Google shows how-to results for a “what is” query because it serves what searchers actually want behind the words, and click data has revealed that many people typing “what is X” really intend to do X, so the SERP shifts to instructional content to match the behavior rather than the grammar. The displayed intent reflects how searchers behave, not how their phrase parses. You can see this play out: the wording asks for a definition, but the results lean toward steps and tutorials, because that is what the people behind those words kept clicking.
The mechanism is behavioral feedback. When users search a query, Google watches which results they choose, how long they stay, and whether they come back to try another result. Over millions of searches, that data forms a picture of what genuinely satisfies the query, independent of the literal grammar. If “what is X” searchers consistently bypass dictionary-style definitions and engage with pages that show them how to do X, Google learns that the real intent is procedural, and it reshapes the SERP toward how-to content to serve that learned demand. The behavior overrides the wording.
This happens because grammar is a poor reporter of intent. A phrase like “what is intermittent fasting” looks definitional, but a large share of people asking it want to know how to actually do it, not just a one-line meaning. The “what is” frame is often just how someone opens an inquiry they intend to act on. Google, reading behavior rather than syntax, sees past the phrasing to the underlying job and serves the content that gets that job done.

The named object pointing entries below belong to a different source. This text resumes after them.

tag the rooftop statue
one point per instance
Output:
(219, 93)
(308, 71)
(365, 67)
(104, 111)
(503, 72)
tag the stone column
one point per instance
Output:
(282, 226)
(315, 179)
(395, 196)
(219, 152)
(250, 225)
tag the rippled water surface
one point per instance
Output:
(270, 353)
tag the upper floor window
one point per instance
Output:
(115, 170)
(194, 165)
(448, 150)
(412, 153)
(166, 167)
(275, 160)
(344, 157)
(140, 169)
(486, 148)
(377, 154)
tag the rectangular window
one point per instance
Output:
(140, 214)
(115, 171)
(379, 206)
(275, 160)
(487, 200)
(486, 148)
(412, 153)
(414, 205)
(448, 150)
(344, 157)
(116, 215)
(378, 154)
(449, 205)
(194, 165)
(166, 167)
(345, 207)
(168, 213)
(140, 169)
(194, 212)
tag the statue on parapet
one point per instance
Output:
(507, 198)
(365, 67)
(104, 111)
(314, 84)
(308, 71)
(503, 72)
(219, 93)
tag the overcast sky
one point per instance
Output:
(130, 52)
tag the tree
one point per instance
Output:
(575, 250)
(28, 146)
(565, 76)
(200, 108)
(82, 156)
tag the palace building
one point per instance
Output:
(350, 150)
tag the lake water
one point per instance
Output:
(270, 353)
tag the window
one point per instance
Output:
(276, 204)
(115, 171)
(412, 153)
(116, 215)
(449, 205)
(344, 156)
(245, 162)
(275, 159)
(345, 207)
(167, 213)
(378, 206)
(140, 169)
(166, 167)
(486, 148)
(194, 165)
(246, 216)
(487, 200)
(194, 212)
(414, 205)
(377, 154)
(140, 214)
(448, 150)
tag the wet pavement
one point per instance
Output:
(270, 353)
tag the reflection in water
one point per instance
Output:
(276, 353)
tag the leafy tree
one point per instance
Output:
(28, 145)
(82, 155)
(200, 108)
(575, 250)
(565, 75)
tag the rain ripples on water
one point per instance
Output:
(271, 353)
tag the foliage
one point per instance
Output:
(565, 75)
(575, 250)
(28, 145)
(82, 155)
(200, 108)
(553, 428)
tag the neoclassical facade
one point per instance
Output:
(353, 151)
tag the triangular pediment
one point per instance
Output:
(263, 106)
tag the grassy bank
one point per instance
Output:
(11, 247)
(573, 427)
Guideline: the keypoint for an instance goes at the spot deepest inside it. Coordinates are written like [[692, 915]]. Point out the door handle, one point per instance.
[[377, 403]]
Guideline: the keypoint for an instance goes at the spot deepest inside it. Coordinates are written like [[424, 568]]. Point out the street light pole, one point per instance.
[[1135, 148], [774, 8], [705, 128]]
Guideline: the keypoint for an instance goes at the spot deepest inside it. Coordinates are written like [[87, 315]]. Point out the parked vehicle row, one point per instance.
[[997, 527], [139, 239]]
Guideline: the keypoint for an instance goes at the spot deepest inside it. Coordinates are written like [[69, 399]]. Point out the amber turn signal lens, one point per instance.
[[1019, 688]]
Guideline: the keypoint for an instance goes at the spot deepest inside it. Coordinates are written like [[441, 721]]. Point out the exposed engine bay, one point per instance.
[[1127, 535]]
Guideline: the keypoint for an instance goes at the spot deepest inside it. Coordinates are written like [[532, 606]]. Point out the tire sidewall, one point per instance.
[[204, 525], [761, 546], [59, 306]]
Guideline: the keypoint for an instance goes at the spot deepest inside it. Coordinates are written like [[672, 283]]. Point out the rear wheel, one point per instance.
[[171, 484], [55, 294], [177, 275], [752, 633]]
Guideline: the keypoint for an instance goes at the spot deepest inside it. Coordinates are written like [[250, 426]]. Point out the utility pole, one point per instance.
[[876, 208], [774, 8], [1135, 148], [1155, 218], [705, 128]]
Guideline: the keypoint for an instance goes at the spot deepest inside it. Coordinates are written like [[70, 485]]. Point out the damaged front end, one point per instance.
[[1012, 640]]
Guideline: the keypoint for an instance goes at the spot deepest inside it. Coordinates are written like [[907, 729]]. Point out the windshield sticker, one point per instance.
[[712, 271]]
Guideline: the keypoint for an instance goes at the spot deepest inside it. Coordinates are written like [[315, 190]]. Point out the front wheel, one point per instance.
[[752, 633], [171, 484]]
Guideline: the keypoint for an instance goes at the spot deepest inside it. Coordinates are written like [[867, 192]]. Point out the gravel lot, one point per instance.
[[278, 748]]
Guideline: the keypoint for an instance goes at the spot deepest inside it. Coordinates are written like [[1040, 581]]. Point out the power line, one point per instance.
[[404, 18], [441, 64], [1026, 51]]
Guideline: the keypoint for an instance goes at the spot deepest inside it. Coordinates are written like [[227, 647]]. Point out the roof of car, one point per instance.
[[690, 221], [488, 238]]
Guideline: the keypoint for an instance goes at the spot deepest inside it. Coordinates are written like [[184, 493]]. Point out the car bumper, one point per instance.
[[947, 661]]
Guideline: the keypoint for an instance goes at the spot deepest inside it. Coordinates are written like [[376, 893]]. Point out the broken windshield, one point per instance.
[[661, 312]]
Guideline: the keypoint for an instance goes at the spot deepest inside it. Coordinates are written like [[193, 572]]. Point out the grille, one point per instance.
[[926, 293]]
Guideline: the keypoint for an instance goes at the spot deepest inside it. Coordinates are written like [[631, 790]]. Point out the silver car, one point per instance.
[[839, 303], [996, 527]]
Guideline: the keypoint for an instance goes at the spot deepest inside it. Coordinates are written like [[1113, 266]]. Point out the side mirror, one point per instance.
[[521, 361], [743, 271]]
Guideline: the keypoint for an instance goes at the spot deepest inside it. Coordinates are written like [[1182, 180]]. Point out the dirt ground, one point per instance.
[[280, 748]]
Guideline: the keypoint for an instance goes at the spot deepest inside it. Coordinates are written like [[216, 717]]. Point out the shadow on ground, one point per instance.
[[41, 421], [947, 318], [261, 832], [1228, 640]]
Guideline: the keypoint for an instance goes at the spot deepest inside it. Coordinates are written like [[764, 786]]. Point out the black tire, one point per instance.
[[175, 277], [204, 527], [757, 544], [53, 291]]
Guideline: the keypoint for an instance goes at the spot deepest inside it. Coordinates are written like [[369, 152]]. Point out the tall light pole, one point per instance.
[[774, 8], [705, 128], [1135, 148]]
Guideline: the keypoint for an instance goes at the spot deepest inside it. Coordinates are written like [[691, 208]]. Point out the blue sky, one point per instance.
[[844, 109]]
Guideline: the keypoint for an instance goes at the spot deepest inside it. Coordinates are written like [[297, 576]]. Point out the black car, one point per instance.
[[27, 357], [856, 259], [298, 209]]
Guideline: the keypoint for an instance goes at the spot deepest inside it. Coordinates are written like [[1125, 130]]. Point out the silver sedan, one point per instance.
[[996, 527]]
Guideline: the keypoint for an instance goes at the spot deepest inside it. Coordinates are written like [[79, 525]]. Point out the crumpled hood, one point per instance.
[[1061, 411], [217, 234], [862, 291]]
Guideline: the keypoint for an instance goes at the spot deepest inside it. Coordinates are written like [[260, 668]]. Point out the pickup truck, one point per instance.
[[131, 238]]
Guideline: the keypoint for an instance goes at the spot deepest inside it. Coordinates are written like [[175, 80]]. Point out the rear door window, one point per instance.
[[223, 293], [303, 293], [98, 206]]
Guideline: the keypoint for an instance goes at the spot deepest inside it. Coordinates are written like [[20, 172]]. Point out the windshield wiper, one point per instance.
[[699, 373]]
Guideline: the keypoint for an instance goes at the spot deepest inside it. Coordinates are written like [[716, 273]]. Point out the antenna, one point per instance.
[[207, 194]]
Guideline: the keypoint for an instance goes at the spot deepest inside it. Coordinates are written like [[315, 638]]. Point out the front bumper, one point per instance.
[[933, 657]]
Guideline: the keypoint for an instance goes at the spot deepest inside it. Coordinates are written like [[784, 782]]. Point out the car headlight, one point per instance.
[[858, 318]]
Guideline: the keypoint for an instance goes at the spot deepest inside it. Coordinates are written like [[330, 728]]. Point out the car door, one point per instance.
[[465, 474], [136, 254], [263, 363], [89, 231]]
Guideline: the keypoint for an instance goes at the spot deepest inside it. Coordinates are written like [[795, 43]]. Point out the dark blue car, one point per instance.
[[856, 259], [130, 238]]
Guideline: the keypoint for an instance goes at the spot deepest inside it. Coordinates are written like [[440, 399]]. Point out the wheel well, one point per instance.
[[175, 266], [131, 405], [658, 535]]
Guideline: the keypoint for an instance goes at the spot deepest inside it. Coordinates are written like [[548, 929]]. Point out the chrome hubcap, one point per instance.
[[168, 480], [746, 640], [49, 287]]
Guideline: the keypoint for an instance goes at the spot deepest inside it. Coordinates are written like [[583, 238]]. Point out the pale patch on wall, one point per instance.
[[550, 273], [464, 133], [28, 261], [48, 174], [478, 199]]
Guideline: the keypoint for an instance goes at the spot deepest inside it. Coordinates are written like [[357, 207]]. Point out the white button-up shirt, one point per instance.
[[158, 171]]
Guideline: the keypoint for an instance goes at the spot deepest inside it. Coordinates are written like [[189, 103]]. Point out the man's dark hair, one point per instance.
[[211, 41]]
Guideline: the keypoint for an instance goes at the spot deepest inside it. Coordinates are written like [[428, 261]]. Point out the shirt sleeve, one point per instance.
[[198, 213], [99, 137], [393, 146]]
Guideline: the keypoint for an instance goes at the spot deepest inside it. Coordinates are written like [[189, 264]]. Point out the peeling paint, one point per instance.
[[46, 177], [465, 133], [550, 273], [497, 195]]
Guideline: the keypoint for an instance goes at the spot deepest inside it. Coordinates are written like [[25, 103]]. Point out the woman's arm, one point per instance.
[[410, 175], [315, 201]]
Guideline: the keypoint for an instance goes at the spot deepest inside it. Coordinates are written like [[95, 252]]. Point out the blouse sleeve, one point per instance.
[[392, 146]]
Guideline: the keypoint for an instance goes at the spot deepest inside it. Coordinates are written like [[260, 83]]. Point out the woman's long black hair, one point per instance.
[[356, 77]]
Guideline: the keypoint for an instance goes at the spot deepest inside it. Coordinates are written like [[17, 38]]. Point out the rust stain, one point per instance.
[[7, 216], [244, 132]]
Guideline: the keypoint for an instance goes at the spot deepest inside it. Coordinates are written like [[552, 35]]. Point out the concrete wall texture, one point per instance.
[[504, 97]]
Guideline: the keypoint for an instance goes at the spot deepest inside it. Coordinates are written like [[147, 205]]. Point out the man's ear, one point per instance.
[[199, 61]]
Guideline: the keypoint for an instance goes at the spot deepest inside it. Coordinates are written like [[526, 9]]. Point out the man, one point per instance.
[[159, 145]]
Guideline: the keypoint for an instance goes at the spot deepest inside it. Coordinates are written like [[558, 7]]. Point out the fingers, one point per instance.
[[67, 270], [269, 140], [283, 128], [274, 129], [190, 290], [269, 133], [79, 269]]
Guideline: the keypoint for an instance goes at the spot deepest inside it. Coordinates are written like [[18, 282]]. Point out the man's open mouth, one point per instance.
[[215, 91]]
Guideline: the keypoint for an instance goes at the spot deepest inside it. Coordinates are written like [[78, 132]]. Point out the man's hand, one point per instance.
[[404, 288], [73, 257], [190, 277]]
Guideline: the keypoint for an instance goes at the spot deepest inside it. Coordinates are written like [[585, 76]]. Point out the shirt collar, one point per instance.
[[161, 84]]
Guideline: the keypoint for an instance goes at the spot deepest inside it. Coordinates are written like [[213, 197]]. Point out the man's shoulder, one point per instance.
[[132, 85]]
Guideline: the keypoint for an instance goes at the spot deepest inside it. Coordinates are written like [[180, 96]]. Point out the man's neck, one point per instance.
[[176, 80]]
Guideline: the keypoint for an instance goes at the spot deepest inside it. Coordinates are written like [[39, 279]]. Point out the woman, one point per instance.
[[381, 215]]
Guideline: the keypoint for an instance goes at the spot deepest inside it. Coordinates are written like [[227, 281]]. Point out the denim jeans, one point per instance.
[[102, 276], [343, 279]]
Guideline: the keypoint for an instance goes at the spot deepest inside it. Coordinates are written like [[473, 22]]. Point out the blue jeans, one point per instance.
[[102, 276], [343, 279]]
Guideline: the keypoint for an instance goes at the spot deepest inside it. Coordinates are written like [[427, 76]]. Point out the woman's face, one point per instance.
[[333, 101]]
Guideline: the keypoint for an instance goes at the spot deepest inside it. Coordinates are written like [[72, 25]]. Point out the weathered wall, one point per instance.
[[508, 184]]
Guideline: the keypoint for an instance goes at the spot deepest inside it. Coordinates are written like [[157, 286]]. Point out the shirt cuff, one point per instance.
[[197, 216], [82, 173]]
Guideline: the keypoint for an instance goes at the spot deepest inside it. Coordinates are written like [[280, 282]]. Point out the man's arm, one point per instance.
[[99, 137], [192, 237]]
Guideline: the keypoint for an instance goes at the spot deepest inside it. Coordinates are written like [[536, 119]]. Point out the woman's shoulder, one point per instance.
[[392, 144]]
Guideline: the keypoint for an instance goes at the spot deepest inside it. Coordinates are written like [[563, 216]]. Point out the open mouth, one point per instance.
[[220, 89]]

The takeaway for anyone targeting such a query is that the words on the page do not get to decide the intent; the searchers do, and the SERP records their verdict. A query that grammatically asks for a definition may, in practice, demand a how-to, and a page that delivers only the definition will lose to one that delivers the steps, no matter how well it defines.
So when you target a “what is” query, do not trust the grammar to tell you what to write. Search it, read what content type Google is actually rewarding in the results, and build that, because the SERP’s shown intent reflects real behavior and that is the standard your page will be judged against.